12 April, 2014

Warrigal greens and other preferences


I'm really taken with growing and consuming Kale in the cooler months and Sweet Leaf ( AKA: katuk, star gooseberry:-- small SE Asian tree which is deciduous south of the Tropics) in Summer, but I sometimes run out of green eats -- in part because I use these leaves in everything.

So I'm exploring Kangkong (AKA:water spinach, water convolvulus) which regrettably does require a lot of moisture to bring on. I also grow Portulacas but i'm finding these fleshy leaves a bit gluggy.

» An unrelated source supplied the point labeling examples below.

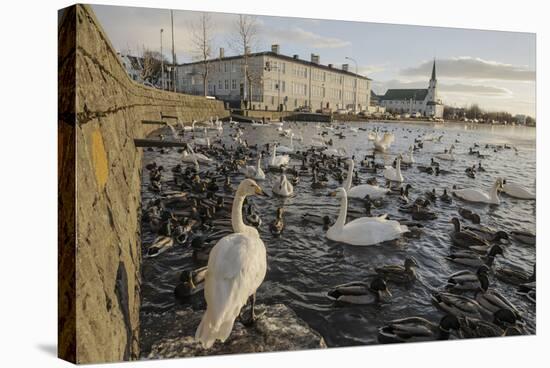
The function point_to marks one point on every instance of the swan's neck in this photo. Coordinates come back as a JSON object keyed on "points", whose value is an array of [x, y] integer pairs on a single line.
{"points": [[494, 192], [347, 184], [237, 214], [341, 220]]}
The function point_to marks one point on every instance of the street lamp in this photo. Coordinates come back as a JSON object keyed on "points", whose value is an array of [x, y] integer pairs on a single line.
{"points": [[356, 71], [161, 62]]}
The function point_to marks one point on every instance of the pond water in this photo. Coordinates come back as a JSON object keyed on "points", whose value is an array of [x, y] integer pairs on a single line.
{"points": [[303, 264]]}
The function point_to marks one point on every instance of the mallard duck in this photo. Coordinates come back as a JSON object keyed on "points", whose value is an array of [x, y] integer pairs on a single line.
{"points": [[277, 226], [252, 217], [468, 258], [466, 239], [515, 276], [457, 305], [414, 329], [469, 215], [397, 273], [359, 292], [467, 280], [191, 282]]}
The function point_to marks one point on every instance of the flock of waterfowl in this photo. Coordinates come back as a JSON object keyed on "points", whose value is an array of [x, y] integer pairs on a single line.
{"points": [[197, 206]]}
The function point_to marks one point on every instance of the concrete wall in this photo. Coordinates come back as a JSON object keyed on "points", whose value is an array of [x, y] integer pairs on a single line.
{"points": [[96, 132]]}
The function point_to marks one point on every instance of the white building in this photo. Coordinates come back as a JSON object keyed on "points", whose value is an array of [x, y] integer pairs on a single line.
{"points": [[412, 101], [277, 82]]}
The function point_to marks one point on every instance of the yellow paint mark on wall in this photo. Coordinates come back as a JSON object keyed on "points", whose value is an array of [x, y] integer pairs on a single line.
{"points": [[99, 159]]}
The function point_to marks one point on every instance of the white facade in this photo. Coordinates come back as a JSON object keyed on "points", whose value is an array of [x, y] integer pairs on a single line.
{"points": [[412, 101], [278, 81]]}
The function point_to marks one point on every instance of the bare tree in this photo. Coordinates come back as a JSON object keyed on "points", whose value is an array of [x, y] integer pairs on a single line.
{"points": [[151, 65], [202, 36], [245, 39]]}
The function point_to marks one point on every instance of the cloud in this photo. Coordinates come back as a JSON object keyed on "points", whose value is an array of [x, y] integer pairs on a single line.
{"points": [[466, 67], [300, 35]]}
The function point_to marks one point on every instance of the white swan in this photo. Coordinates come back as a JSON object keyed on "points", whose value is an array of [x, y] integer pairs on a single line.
{"points": [[360, 191], [278, 160], [283, 187], [517, 191], [408, 157], [364, 230], [382, 144], [255, 172], [448, 156], [478, 195], [236, 268], [285, 149], [205, 141], [394, 174]]}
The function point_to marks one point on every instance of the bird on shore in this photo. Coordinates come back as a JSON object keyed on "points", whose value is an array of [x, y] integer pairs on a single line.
{"points": [[236, 268]]}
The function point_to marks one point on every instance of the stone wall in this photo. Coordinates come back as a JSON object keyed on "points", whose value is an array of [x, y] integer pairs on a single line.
{"points": [[99, 295]]}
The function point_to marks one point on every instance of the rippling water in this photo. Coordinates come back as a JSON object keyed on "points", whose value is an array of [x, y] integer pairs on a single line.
{"points": [[303, 264]]}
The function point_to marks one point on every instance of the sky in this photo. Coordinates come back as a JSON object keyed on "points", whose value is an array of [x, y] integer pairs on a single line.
{"points": [[493, 69]]}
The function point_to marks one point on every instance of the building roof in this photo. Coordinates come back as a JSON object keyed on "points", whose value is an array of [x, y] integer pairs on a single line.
{"points": [[405, 94], [284, 57]]}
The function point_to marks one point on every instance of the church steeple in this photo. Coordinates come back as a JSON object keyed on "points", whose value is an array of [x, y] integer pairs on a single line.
{"points": [[433, 71]]}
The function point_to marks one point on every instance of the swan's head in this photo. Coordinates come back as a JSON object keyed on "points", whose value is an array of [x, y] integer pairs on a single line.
{"points": [[250, 187], [338, 193]]}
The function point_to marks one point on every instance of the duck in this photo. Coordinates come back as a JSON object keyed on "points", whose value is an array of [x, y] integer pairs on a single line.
{"points": [[407, 158], [160, 245], [361, 293], [283, 187], [278, 161], [467, 280], [255, 172], [524, 237], [466, 239], [415, 329], [361, 191], [445, 197], [191, 282], [236, 268], [252, 217], [456, 305], [394, 174], [381, 144], [469, 215], [480, 196], [448, 155], [317, 219], [468, 258], [399, 274], [517, 191], [364, 230], [277, 226]]}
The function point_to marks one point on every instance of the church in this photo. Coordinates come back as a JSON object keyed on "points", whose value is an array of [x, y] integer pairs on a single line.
{"points": [[423, 101]]}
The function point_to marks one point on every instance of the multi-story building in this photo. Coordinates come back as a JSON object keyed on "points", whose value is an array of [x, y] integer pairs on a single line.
{"points": [[277, 81], [424, 101]]}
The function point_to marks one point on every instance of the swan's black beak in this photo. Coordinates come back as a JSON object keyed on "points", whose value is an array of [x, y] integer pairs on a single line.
{"points": [[260, 191]]}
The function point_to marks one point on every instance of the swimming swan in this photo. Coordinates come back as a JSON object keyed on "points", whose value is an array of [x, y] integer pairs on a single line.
{"points": [[283, 187], [481, 196], [236, 268], [278, 161], [394, 174], [360, 191], [364, 230], [517, 191]]}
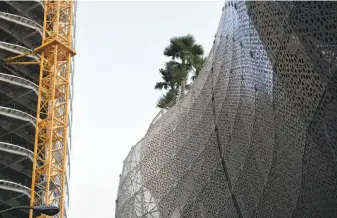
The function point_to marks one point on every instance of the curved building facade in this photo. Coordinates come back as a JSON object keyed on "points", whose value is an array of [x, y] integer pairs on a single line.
{"points": [[256, 136], [20, 31]]}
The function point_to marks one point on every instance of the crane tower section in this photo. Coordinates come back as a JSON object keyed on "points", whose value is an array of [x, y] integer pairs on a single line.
{"points": [[50, 148]]}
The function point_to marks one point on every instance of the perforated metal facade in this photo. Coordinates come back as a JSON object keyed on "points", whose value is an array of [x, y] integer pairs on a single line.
{"points": [[256, 135]]}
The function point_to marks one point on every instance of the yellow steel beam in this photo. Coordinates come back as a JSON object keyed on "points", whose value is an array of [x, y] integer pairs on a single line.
{"points": [[50, 147], [52, 111], [23, 62]]}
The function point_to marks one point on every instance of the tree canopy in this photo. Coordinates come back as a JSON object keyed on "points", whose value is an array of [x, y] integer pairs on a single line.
{"points": [[186, 59]]}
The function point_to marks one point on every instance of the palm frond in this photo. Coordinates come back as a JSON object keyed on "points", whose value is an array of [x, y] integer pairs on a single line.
{"points": [[167, 98], [161, 85]]}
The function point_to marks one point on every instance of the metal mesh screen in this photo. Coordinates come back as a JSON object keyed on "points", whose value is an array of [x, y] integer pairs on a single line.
{"points": [[256, 135]]}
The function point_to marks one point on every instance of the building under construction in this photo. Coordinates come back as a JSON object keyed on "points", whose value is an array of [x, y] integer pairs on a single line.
{"points": [[256, 136], [20, 32]]}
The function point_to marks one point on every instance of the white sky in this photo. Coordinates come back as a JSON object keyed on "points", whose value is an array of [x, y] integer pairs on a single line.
{"points": [[119, 51]]}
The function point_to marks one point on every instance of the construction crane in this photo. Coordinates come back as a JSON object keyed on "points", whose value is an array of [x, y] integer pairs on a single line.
{"points": [[50, 147]]}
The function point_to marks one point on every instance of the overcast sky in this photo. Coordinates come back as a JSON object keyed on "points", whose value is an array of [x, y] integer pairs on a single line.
{"points": [[119, 51]]}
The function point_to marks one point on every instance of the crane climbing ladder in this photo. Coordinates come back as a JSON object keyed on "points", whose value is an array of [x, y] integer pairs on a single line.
{"points": [[50, 147]]}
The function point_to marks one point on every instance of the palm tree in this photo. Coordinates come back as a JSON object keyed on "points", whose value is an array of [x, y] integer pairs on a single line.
{"points": [[167, 100], [170, 75], [197, 65], [185, 49], [186, 57]]}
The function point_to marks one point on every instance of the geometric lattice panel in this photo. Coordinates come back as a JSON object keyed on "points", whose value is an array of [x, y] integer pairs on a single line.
{"points": [[256, 136]]}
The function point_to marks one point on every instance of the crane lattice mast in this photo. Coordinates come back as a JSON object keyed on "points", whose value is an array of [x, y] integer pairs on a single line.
{"points": [[50, 148]]}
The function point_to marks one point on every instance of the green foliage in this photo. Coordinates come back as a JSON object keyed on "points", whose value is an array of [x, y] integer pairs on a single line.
{"points": [[167, 99], [186, 58]]}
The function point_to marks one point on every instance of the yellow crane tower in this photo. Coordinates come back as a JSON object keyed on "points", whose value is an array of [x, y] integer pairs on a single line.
{"points": [[50, 148]]}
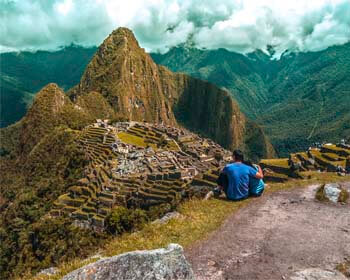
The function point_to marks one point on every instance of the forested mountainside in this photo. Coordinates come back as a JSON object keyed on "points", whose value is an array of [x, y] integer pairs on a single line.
{"points": [[41, 157], [23, 74], [299, 99], [295, 99]]}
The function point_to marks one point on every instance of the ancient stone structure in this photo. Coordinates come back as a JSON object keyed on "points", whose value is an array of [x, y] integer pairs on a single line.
{"points": [[326, 157], [134, 164]]}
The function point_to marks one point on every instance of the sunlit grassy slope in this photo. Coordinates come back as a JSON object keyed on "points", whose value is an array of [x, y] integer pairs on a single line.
{"points": [[198, 219]]}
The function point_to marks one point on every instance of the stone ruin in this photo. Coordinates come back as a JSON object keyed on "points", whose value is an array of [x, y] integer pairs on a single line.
{"points": [[135, 164], [321, 157]]}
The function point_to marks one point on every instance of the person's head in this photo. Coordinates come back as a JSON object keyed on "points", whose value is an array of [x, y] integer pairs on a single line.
{"points": [[238, 156]]}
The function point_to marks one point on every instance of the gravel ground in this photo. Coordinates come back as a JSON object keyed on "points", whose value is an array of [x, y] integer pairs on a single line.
{"points": [[275, 236]]}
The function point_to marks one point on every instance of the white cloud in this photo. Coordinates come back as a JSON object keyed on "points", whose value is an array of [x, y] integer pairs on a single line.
{"points": [[237, 25]]}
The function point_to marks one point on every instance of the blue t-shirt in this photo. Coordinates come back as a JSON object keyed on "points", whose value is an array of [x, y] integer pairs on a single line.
{"points": [[256, 186], [238, 180]]}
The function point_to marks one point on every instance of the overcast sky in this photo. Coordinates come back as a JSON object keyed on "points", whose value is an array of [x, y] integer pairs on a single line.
{"points": [[237, 25]]}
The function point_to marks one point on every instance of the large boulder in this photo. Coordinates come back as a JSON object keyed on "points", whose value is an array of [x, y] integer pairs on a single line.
{"points": [[316, 273], [332, 192], [167, 263]]}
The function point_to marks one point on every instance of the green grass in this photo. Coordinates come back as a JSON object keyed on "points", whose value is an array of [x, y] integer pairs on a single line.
{"points": [[279, 162], [199, 218], [344, 268]]}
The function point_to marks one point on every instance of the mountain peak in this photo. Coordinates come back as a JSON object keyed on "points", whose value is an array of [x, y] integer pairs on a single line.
{"points": [[121, 40]]}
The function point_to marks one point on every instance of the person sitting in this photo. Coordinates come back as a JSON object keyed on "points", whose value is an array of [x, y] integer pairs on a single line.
{"points": [[239, 175], [239, 180], [256, 186]]}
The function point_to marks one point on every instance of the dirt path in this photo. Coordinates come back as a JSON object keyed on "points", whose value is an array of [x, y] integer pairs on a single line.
{"points": [[275, 236]]}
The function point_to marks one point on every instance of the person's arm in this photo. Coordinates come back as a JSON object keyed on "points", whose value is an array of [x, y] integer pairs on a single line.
{"points": [[259, 174]]}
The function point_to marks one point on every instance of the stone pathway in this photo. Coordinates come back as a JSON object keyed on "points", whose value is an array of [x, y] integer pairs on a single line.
{"points": [[275, 237]]}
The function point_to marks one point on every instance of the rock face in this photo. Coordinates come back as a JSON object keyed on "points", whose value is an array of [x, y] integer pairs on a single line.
{"points": [[332, 192], [138, 89], [168, 263], [319, 274]]}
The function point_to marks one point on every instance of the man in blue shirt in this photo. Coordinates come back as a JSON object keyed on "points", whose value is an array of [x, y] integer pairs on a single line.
{"points": [[238, 175]]}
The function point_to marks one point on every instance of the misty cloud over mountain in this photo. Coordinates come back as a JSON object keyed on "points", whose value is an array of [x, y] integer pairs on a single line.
{"points": [[236, 25]]}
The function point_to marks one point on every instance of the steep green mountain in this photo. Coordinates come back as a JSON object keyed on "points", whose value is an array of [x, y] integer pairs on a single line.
{"points": [[309, 99], [243, 76], [41, 159], [299, 99], [23, 74]]}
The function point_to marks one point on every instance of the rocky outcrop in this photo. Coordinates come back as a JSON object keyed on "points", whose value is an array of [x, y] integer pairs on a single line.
{"points": [[316, 273], [332, 192], [168, 263]]}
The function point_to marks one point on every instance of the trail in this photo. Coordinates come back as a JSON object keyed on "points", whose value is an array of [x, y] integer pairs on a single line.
{"points": [[273, 237]]}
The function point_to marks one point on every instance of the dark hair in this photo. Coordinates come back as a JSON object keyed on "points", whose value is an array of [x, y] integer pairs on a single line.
{"points": [[238, 155], [248, 162]]}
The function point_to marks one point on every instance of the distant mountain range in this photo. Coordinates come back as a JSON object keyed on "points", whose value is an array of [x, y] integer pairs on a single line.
{"points": [[299, 99], [41, 158], [23, 74]]}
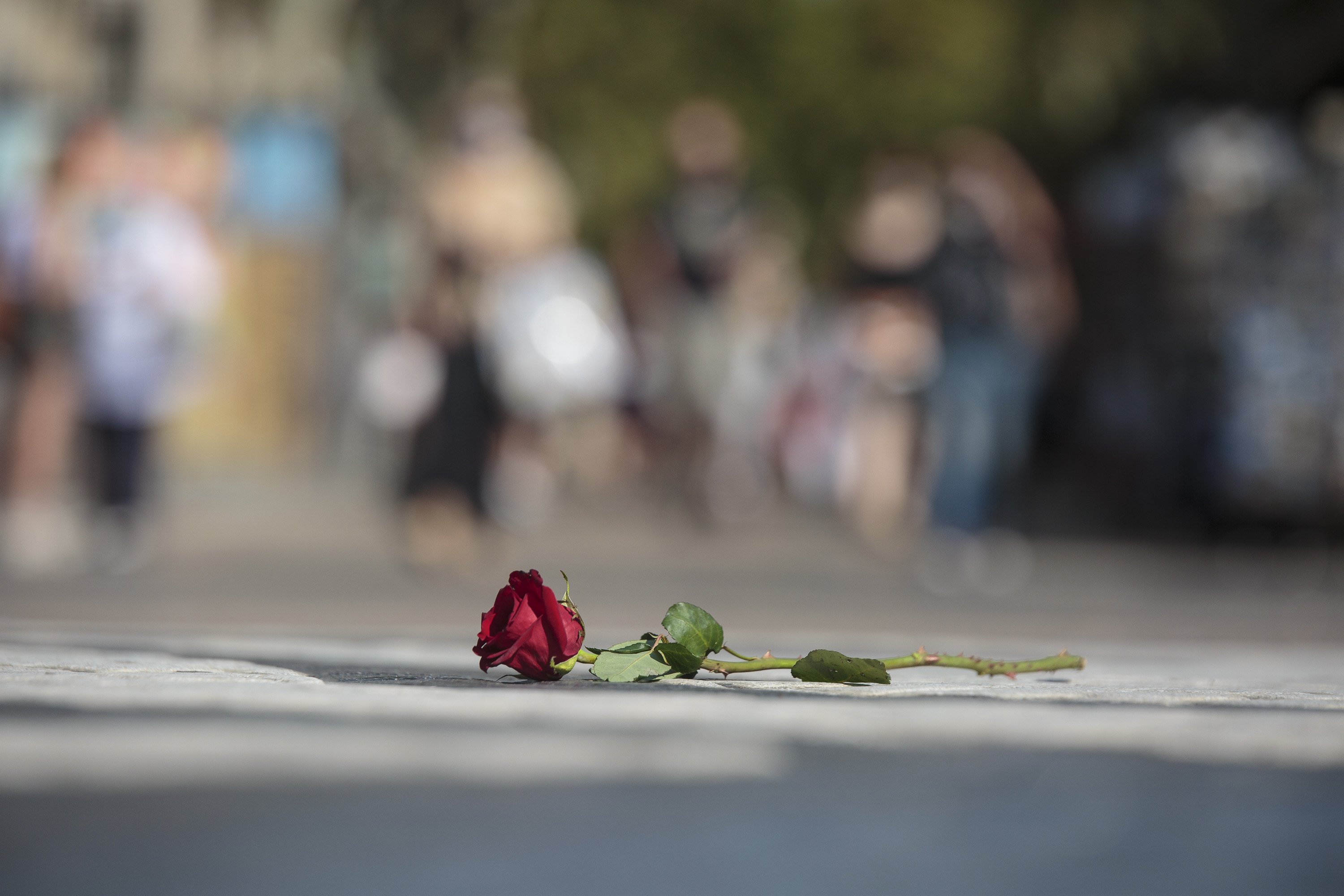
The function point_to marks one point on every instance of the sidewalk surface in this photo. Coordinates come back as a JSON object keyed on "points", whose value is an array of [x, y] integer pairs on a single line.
{"points": [[285, 711]]}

However, there's another option which I've started growing: Warrigal Greens (AKA: New Zealand Spinach) . The stuff is easy to grow and that attribute may have a little to do with the fact that it grows native and wild along the shoreline here.
Toxic oxates need to removed by blanching first, but Warrigal Greens aren't bad at all...and I'm saying that as a person who doesn't like Spinach or Silver Beet. I'm not giving Warrigal Greens the heads up just because they're 'bush ticker'. In the right recipe they work (even though I still prefer my kale and sweetleaves).
This brings me to the core question of what I prefer to grow and what, for now, my garden will grow. 
It's all about what I want to eat.
I'd like to grow a lot of different things but my soil (and  my skills) aren't quite there yet. But here's my working list.
Kankong - Spring Onions - Small tomatoes - Herbs, especially heaps of parsley - Kale - Peppers (although not very successfully) - Sweet Potatoes (if I can keep the water up to them) - Zucchinis -- Cucumber - Warrigal Greens - Salad veg esp the chickories -- Chillis -- PawPaw -- Mulberry -- Chokoes -- Snake Beans -- Sweet Leaf - Figs - Pumpkin - Portulacas - Bananas - Gooseberry - Loganberry - Tomatillo - Eggplant - Leeks -Passionfruit.
Now that I actually can refer to my patch as bona fide 'soil' I can get down to the serious business of targeting specific plants in order to grow them well. 
But hey! there's a lot of frustration emanating from some species: large tomatoes, Peppers/Capsicums, Strawberries,Pepino,  even most beans. And 'quality produce' is not an across-the-board thing. My soil and I still don't trust one another to make the babies I yearn for.
But then in other related gardening news there is a 70% chance of an El Nino phenomenon this year which means I need to seriously work at drought protecting my garden.That means I gotta really up its carbon content in order to hold onto what moisture it gets.
That's my rule-of-thumb.So I'm really working on my honey hole recipes. Digging and filling these trenches seem the most efficient way I can introduce such matter into my soil. I'm relying on my worm army to do the menial work so I take the approach that if I keep the worms happily fed and fecund I'm ahead of any drought.
I'm also looking forward to late Winter when the Mulberry loses its leaves. Then I'm planning to cut me a lot of branches and strike them around the border of the chook pen as a hedgerow.My chicken wire frame (made from collected driftwoods) is protesting under the weight of choko, passionfruit and Madagascar Beans so I'm gonna  grow myself a new fence.